After re-reviewing this whole thread, I’ve re-run the simulations with 2 significant changes:
- It’s fine to start with an alpha >= 1/(1-lambda).
- It’s fine to reset all node reputations as a one-time change.
- An added point of evaluation is “how long does it take to get from a perfect score to a DQ when (apparent) data loss is suddenly 100%?” We want this to be larger than 10 audits, but probably less than hundreds of audits.
Given those, I don’t see any set of parameters that does significantly better than @BrightSilence’s:
- DQ threshold=0.96
- initial alpha=1000
With those parameters, it takes around 40 consecutive failed audits to go from a perfect score to a DQ. On a busy node, that still is not a very significant amount of time, but it is at least several times larger than what it was. If we have the writeability check timeout added as well, this seems like it could be an acceptable situation.

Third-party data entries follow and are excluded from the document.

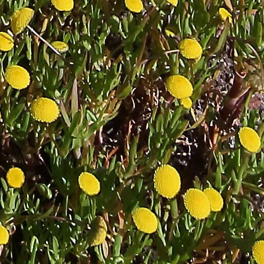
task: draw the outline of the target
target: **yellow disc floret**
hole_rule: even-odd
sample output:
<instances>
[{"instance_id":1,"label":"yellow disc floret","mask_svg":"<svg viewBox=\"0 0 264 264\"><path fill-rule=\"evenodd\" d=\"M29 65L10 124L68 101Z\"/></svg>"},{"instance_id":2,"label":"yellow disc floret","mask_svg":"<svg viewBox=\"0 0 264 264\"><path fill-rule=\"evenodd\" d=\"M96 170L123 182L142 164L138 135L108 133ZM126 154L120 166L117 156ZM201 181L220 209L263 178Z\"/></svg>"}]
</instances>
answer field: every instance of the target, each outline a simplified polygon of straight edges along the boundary
<instances>
[{"instance_id":1,"label":"yellow disc floret","mask_svg":"<svg viewBox=\"0 0 264 264\"><path fill-rule=\"evenodd\" d=\"M180 54L188 59L197 59L202 53L201 45L196 39L185 38L179 43Z\"/></svg>"},{"instance_id":2,"label":"yellow disc floret","mask_svg":"<svg viewBox=\"0 0 264 264\"><path fill-rule=\"evenodd\" d=\"M91 231L88 233L91 246L98 246L105 241L107 234L107 226L101 216L97 216L91 224Z\"/></svg>"},{"instance_id":3,"label":"yellow disc floret","mask_svg":"<svg viewBox=\"0 0 264 264\"><path fill-rule=\"evenodd\" d=\"M184 205L190 214L197 220L206 218L210 213L209 199L198 189L187 190L184 195Z\"/></svg>"},{"instance_id":4,"label":"yellow disc floret","mask_svg":"<svg viewBox=\"0 0 264 264\"><path fill-rule=\"evenodd\" d=\"M190 109L192 107L193 102L190 97L185 98L180 100L180 104L187 109Z\"/></svg>"},{"instance_id":5,"label":"yellow disc floret","mask_svg":"<svg viewBox=\"0 0 264 264\"><path fill-rule=\"evenodd\" d=\"M11 26L14 34L22 32L28 25L34 15L34 10L28 7L24 7L16 10L11 17Z\"/></svg>"},{"instance_id":6,"label":"yellow disc floret","mask_svg":"<svg viewBox=\"0 0 264 264\"><path fill-rule=\"evenodd\" d=\"M221 194L213 188L207 188L204 191L205 194L209 199L211 211L218 212L223 208L224 201Z\"/></svg>"},{"instance_id":7,"label":"yellow disc floret","mask_svg":"<svg viewBox=\"0 0 264 264\"><path fill-rule=\"evenodd\" d=\"M100 191L100 182L89 172L82 173L79 176L78 183L80 189L89 195L95 195Z\"/></svg>"},{"instance_id":8,"label":"yellow disc floret","mask_svg":"<svg viewBox=\"0 0 264 264\"><path fill-rule=\"evenodd\" d=\"M69 11L74 6L73 0L51 0L51 4L58 11Z\"/></svg>"},{"instance_id":9,"label":"yellow disc floret","mask_svg":"<svg viewBox=\"0 0 264 264\"><path fill-rule=\"evenodd\" d=\"M68 44L62 41L54 41L51 44L53 48L62 53L66 52L69 49Z\"/></svg>"},{"instance_id":10,"label":"yellow disc floret","mask_svg":"<svg viewBox=\"0 0 264 264\"><path fill-rule=\"evenodd\" d=\"M254 243L252 255L257 264L264 264L264 240L258 240Z\"/></svg>"},{"instance_id":11,"label":"yellow disc floret","mask_svg":"<svg viewBox=\"0 0 264 264\"><path fill-rule=\"evenodd\" d=\"M8 67L5 74L5 78L12 88L18 90L26 88L30 83L29 72L18 65Z\"/></svg>"},{"instance_id":12,"label":"yellow disc floret","mask_svg":"<svg viewBox=\"0 0 264 264\"><path fill-rule=\"evenodd\" d=\"M49 98L40 97L34 100L30 107L33 118L39 122L51 123L58 117L58 106Z\"/></svg>"},{"instance_id":13,"label":"yellow disc floret","mask_svg":"<svg viewBox=\"0 0 264 264\"><path fill-rule=\"evenodd\" d=\"M143 10L143 4L141 0L125 0L127 8L134 13L140 13Z\"/></svg>"},{"instance_id":14,"label":"yellow disc floret","mask_svg":"<svg viewBox=\"0 0 264 264\"><path fill-rule=\"evenodd\" d=\"M258 133L251 128L244 127L238 132L241 145L250 152L257 152L260 148L260 138Z\"/></svg>"},{"instance_id":15,"label":"yellow disc floret","mask_svg":"<svg viewBox=\"0 0 264 264\"><path fill-rule=\"evenodd\" d=\"M0 245L6 245L8 242L9 234L6 228L0 226Z\"/></svg>"},{"instance_id":16,"label":"yellow disc floret","mask_svg":"<svg viewBox=\"0 0 264 264\"><path fill-rule=\"evenodd\" d=\"M14 188L20 188L25 181L25 175L19 168L11 168L8 170L6 175L8 185Z\"/></svg>"},{"instance_id":17,"label":"yellow disc floret","mask_svg":"<svg viewBox=\"0 0 264 264\"><path fill-rule=\"evenodd\" d=\"M8 51L14 47L13 38L7 33L0 32L0 50Z\"/></svg>"},{"instance_id":18,"label":"yellow disc floret","mask_svg":"<svg viewBox=\"0 0 264 264\"><path fill-rule=\"evenodd\" d=\"M230 23L232 23L232 15L227 10L227 9L226 9L226 8L220 7L218 9L218 14L223 21L226 21L227 18L228 18L229 22Z\"/></svg>"},{"instance_id":19,"label":"yellow disc floret","mask_svg":"<svg viewBox=\"0 0 264 264\"><path fill-rule=\"evenodd\" d=\"M170 165L159 167L155 172L154 186L160 195L166 198L173 198L178 193L180 188L179 174Z\"/></svg>"},{"instance_id":20,"label":"yellow disc floret","mask_svg":"<svg viewBox=\"0 0 264 264\"><path fill-rule=\"evenodd\" d=\"M166 1L175 7L178 5L178 0L166 0Z\"/></svg>"},{"instance_id":21,"label":"yellow disc floret","mask_svg":"<svg viewBox=\"0 0 264 264\"><path fill-rule=\"evenodd\" d=\"M155 214L148 208L139 207L132 215L133 220L137 229L147 234L157 230L158 221Z\"/></svg>"},{"instance_id":22,"label":"yellow disc floret","mask_svg":"<svg viewBox=\"0 0 264 264\"><path fill-rule=\"evenodd\" d=\"M177 99L190 97L193 91L191 82L182 75L172 75L168 78L166 88L170 93Z\"/></svg>"}]
</instances>

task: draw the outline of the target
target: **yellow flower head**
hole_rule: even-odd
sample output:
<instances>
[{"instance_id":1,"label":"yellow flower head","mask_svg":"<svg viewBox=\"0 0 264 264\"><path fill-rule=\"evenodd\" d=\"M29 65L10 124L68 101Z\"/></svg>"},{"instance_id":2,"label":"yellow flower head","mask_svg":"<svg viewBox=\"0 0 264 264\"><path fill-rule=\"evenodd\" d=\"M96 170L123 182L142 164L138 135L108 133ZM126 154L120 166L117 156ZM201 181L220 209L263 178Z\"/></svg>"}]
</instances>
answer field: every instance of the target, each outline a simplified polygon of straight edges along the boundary
<instances>
[{"instance_id":1,"label":"yellow flower head","mask_svg":"<svg viewBox=\"0 0 264 264\"><path fill-rule=\"evenodd\" d=\"M204 193L209 199L211 205L211 211L218 212L223 208L224 201L221 194L216 190L213 188L207 188Z\"/></svg>"},{"instance_id":2,"label":"yellow flower head","mask_svg":"<svg viewBox=\"0 0 264 264\"><path fill-rule=\"evenodd\" d=\"M90 245L98 246L105 241L107 234L107 226L101 216L97 216L91 224L91 231L88 233Z\"/></svg>"},{"instance_id":3,"label":"yellow flower head","mask_svg":"<svg viewBox=\"0 0 264 264\"><path fill-rule=\"evenodd\" d=\"M143 4L141 0L125 0L127 8L134 13L140 13L143 10Z\"/></svg>"},{"instance_id":4,"label":"yellow flower head","mask_svg":"<svg viewBox=\"0 0 264 264\"><path fill-rule=\"evenodd\" d=\"M218 9L218 14L223 21L226 21L227 18L228 18L229 22L230 23L232 23L232 15L227 10L227 9L226 9L226 8L220 7Z\"/></svg>"},{"instance_id":5,"label":"yellow flower head","mask_svg":"<svg viewBox=\"0 0 264 264\"><path fill-rule=\"evenodd\" d=\"M21 169L14 167L8 170L6 175L9 186L13 188L20 188L25 181L25 175Z\"/></svg>"},{"instance_id":6,"label":"yellow flower head","mask_svg":"<svg viewBox=\"0 0 264 264\"><path fill-rule=\"evenodd\" d=\"M264 240L255 242L252 247L252 255L257 264L264 264Z\"/></svg>"},{"instance_id":7,"label":"yellow flower head","mask_svg":"<svg viewBox=\"0 0 264 264\"><path fill-rule=\"evenodd\" d=\"M0 245L6 245L8 242L9 234L6 228L0 226Z\"/></svg>"},{"instance_id":8,"label":"yellow flower head","mask_svg":"<svg viewBox=\"0 0 264 264\"><path fill-rule=\"evenodd\" d=\"M251 128L244 127L238 132L241 145L250 152L257 152L260 148L260 138L258 133Z\"/></svg>"},{"instance_id":9,"label":"yellow flower head","mask_svg":"<svg viewBox=\"0 0 264 264\"><path fill-rule=\"evenodd\" d=\"M187 190L184 195L184 205L190 214L197 220L206 218L210 213L209 199L198 189Z\"/></svg>"},{"instance_id":10,"label":"yellow flower head","mask_svg":"<svg viewBox=\"0 0 264 264\"><path fill-rule=\"evenodd\" d=\"M79 176L78 182L80 189L89 195L95 195L100 191L100 182L92 173L82 172Z\"/></svg>"},{"instance_id":11,"label":"yellow flower head","mask_svg":"<svg viewBox=\"0 0 264 264\"><path fill-rule=\"evenodd\" d=\"M193 91L191 82L182 75L169 77L166 82L166 88L173 96L178 99L190 97Z\"/></svg>"},{"instance_id":12,"label":"yellow flower head","mask_svg":"<svg viewBox=\"0 0 264 264\"><path fill-rule=\"evenodd\" d=\"M190 97L185 98L180 100L180 104L187 109L190 109L192 107L193 102Z\"/></svg>"},{"instance_id":13,"label":"yellow flower head","mask_svg":"<svg viewBox=\"0 0 264 264\"><path fill-rule=\"evenodd\" d=\"M162 165L155 172L154 186L156 191L162 196L173 198L180 188L179 174L170 165Z\"/></svg>"},{"instance_id":14,"label":"yellow flower head","mask_svg":"<svg viewBox=\"0 0 264 264\"><path fill-rule=\"evenodd\" d=\"M196 39L185 38L179 43L180 54L188 59L197 59L202 53L201 46Z\"/></svg>"},{"instance_id":15,"label":"yellow flower head","mask_svg":"<svg viewBox=\"0 0 264 264\"><path fill-rule=\"evenodd\" d=\"M58 11L71 11L74 6L73 0L51 0L51 4Z\"/></svg>"},{"instance_id":16,"label":"yellow flower head","mask_svg":"<svg viewBox=\"0 0 264 264\"><path fill-rule=\"evenodd\" d=\"M132 215L133 220L137 229L147 234L154 233L158 227L155 214L148 208L139 207Z\"/></svg>"},{"instance_id":17,"label":"yellow flower head","mask_svg":"<svg viewBox=\"0 0 264 264\"><path fill-rule=\"evenodd\" d=\"M54 41L51 44L53 48L62 53L66 52L69 49L68 44L62 41Z\"/></svg>"},{"instance_id":18,"label":"yellow flower head","mask_svg":"<svg viewBox=\"0 0 264 264\"><path fill-rule=\"evenodd\" d=\"M34 100L30 107L33 118L39 122L51 123L59 114L58 106L49 98L40 97Z\"/></svg>"},{"instance_id":19,"label":"yellow flower head","mask_svg":"<svg viewBox=\"0 0 264 264\"><path fill-rule=\"evenodd\" d=\"M14 40L7 33L0 32L0 50L8 51L13 49Z\"/></svg>"},{"instance_id":20,"label":"yellow flower head","mask_svg":"<svg viewBox=\"0 0 264 264\"><path fill-rule=\"evenodd\" d=\"M166 0L166 1L175 7L178 5L178 0Z\"/></svg>"},{"instance_id":21,"label":"yellow flower head","mask_svg":"<svg viewBox=\"0 0 264 264\"><path fill-rule=\"evenodd\" d=\"M24 7L16 10L12 15L11 26L14 34L22 32L29 24L34 15L34 10Z\"/></svg>"},{"instance_id":22,"label":"yellow flower head","mask_svg":"<svg viewBox=\"0 0 264 264\"><path fill-rule=\"evenodd\" d=\"M26 88L30 83L28 71L18 65L8 67L6 71L5 78L12 88L18 90Z\"/></svg>"}]
</instances>

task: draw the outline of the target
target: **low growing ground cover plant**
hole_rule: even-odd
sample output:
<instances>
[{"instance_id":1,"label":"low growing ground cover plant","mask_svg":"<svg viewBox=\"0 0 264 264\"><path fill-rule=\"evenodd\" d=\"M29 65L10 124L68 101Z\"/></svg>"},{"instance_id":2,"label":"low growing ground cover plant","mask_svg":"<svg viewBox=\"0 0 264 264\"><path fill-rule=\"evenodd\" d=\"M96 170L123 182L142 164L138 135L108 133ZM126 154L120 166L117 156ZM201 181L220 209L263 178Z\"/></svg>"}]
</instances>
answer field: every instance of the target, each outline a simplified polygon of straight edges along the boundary
<instances>
[{"instance_id":1,"label":"low growing ground cover plant","mask_svg":"<svg viewBox=\"0 0 264 264\"><path fill-rule=\"evenodd\" d=\"M263 7L0 0L1 262L264 263Z\"/></svg>"}]
</instances>

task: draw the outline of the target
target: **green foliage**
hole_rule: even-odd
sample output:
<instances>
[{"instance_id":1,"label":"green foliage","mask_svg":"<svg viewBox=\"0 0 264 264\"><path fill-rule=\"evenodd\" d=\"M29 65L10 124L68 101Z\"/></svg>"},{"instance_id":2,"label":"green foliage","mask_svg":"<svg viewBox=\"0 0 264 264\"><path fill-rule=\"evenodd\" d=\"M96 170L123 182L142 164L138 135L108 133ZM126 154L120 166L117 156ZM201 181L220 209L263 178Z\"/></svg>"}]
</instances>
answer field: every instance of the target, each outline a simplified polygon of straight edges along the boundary
<instances>
[{"instance_id":1,"label":"green foliage","mask_svg":"<svg viewBox=\"0 0 264 264\"><path fill-rule=\"evenodd\" d=\"M252 245L264 239L264 153L243 149L237 132L239 126L255 129L264 146L263 102L255 107L251 100L262 96L264 87L263 2L143 2L144 10L136 14L123 0L75 0L65 12L49 0L0 0L1 31L11 32L14 11L28 7L35 11L30 25L39 35L69 47L59 56L26 28L14 36L13 49L0 51L0 222L10 235L0 253L3 263L253 262ZM218 12L229 3L232 23ZM199 59L179 52L186 37L200 44ZM237 73L246 73L239 95L232 97L237 100L229 116L239 111L231 125L220 123L228 89L215 82L227 54ZM5 80L11 65L30 73L27 89L15 90ZM166 91L172 74L192 83L190 110ZM53 123L37 122L30 114L31 103L41 96L59 106ZM196 155L194 172L190 160L185 168L175 161L186 154L181 146L188 133L194 138L189 146L201 151L189 153ZM171 200L159 196L153 182L154 170L166 164L178 170L182 184ZM11 167L25 173L21 189L7 182ZM98 195L80 189L83 171L100 181ZM222 210L202 220L192 217L182 195L194 187L219 191ZM131 214L138 207L156 215L154 233L137 230ZM98 215L108 235L91 247L89 231Z\"/></svg>"}]
</instances>

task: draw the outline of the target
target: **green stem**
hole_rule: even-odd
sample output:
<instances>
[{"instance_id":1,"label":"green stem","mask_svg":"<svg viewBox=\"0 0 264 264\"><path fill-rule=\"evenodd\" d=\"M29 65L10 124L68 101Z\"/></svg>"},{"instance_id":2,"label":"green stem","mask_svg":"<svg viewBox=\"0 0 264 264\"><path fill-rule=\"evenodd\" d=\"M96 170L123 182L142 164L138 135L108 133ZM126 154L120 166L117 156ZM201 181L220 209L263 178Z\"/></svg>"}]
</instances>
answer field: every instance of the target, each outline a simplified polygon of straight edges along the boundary
<instances>
[{"instance_id":1,"label":"green stem","mask_svg":"<svg viewBox=\"0 0 264 264\"><path fill-rule=\"evenodd\" d=\"M244 153L241 157L241 164L238 170L238 176L236 181L234 182L234 189L233 190L233 194L237 194L239 192L239 190L242 185L242 180L245 172L248 167L250 156Z\"/></svg>"}]
</instances>

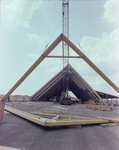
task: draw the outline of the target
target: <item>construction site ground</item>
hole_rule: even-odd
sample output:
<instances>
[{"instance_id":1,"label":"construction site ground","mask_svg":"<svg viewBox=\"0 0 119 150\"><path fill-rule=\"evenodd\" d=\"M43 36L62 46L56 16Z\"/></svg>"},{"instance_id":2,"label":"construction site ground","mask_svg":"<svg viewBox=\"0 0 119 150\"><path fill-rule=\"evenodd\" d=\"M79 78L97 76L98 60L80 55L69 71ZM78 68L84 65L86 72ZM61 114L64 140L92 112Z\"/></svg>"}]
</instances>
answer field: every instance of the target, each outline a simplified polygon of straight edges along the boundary
<instances>
[{"instance_id":1,"label":"construction site ground","mask_svg":"<svg viewBox=\"0 0 119 150\"><path fill-rule=\"evenodd\" d=\"M112 111L99 111L84 108L84 104L69 106L53 102L9 102L9 106L29 113L119 117L119 107L114 107ZM0 125L0 145L19 149L24 147L26 150L118 150L119 126L43 127L5 112L3 124Z\"/></svg>"}]
</instances>

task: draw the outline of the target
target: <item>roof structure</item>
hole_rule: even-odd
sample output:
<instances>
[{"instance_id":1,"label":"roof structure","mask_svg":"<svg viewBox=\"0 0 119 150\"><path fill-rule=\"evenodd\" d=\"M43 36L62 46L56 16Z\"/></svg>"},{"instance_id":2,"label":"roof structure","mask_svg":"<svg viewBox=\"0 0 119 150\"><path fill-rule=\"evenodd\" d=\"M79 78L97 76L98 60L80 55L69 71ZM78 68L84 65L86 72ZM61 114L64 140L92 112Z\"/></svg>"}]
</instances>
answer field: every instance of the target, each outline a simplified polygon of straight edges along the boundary
<instances>
[{"instance_id":1,"label":"roof structure","mask_svg":"<svg viewBox=\"0 0 119 150\"><path fill-rule=\"evenodd\" d=\"M45 57L48 57L48 55L50 54L50 52L61 42L61 41L64 41L72 50L74 50L76 52L76 54L78 54L78 56L80 58L82 58L93 70L95 70L113 89L115 89L115 91L117 91L119 93L119 88L84 54L82 53L68 38L66 38L63 34L60 34L57 39L45 50L45 52L43 52L43 54L35 61L35 63L25 72L25 74L16 82L16 84L7 92L7 94L2 98L1 101L5 101L9 96L10 94L30 75L30 73L45 59ZM72 67L71 67L72 68ZM73 68L72 68L73 69ZM74 70L74 69L73 69ZM65 72L60 72L60 74L62 75L65 75ZM60 75L59 74L59 75ZM93 90L93 94L91 92L91 87L88 85L87 86L87 83L86 85L84 86L83 84L85 82L81 82L81 76L79 77L79 75L77 75L76 71L73 73L74 75L74 78L70 77L69 80L71 80L71 85L70 86L70 89L71 91L77 95L77 97L79 97L79 95L83 95L83 99L85 100L86 99L86 95L88 95L89 97L98 97L99 98L99 95L97 96L97 93L94 92ZM55 77L54 77L55 79ZM60 80L61 79L61 80ZM81 84L79 84L80 82ZM57 78L57 80L59 82L62 81L62 76L60 76L60 78ZM78 81L78 84L77 84L77 81ZM49 81L51 82L51 80ZM56 86L56 83L55 82L52 82L53 85L50 86L49 88L49 91L52 91L52 88L54 87L54 85ZM57 82L58 83L58 82ZM62 84L62 82L60 83ZM73 88L73 86L75 85L75 87L77 86L78 89L80 89L80 92L78 89L75 89ZM81 86L81 87L80 87ZM87 88L86 88L87 86ZM89 88L90 87L90 88ZM45 85L44 85L44 88L45 88ZM81 90L83 89L83 94L81 92ZM86 90L88 89L88 91L86 92ZM90 89L90 90L89 90ZM56 89L54 89L56 90ZM46 89L46 91L48 91ZM85 91L85 93L84 93ZM89 92L90 91L90 92ZM47 92L48 94L49 92ZM78 94L80 93L80 94ZM43 94L43 93L42 93ZM90 96L91 94L91 96ZM96 94L96 95L95 95ZM48 96L47 96L48 97ZM100 99L100 98L99 98ZM103 101L103 100L102 100Z\"/></svg>"},{"instance_id":2,"label":"roof structure","mask_svg":"<svg viewBox=\"0 0 119 150\"><path fill-rule=\"evenodd\" d=\"M49 100L50 98L61 95L63 91L63 78L69 73L69 91L83 102L88 99L101 100L97 92L79 75L79 73L71 66L67 65L58 72L51 80L41 87L33 96L32 100Z\"/></svg>"}]
</instances>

The grace period I was suggesting (no disqualifications before 50 audits have been completed) no longer makes a significant difference with this high initial alpha, so I’m taking that out.
So the new change plan is:
- Change lambda to 0.999
- Use alpha=1000, beta=0 for new nodes
- Reset all node reputations to alpha=1000, beta=0
- Change the DQ threshold to 0.96
I think we can even do all of these at the same time. What does everyone think?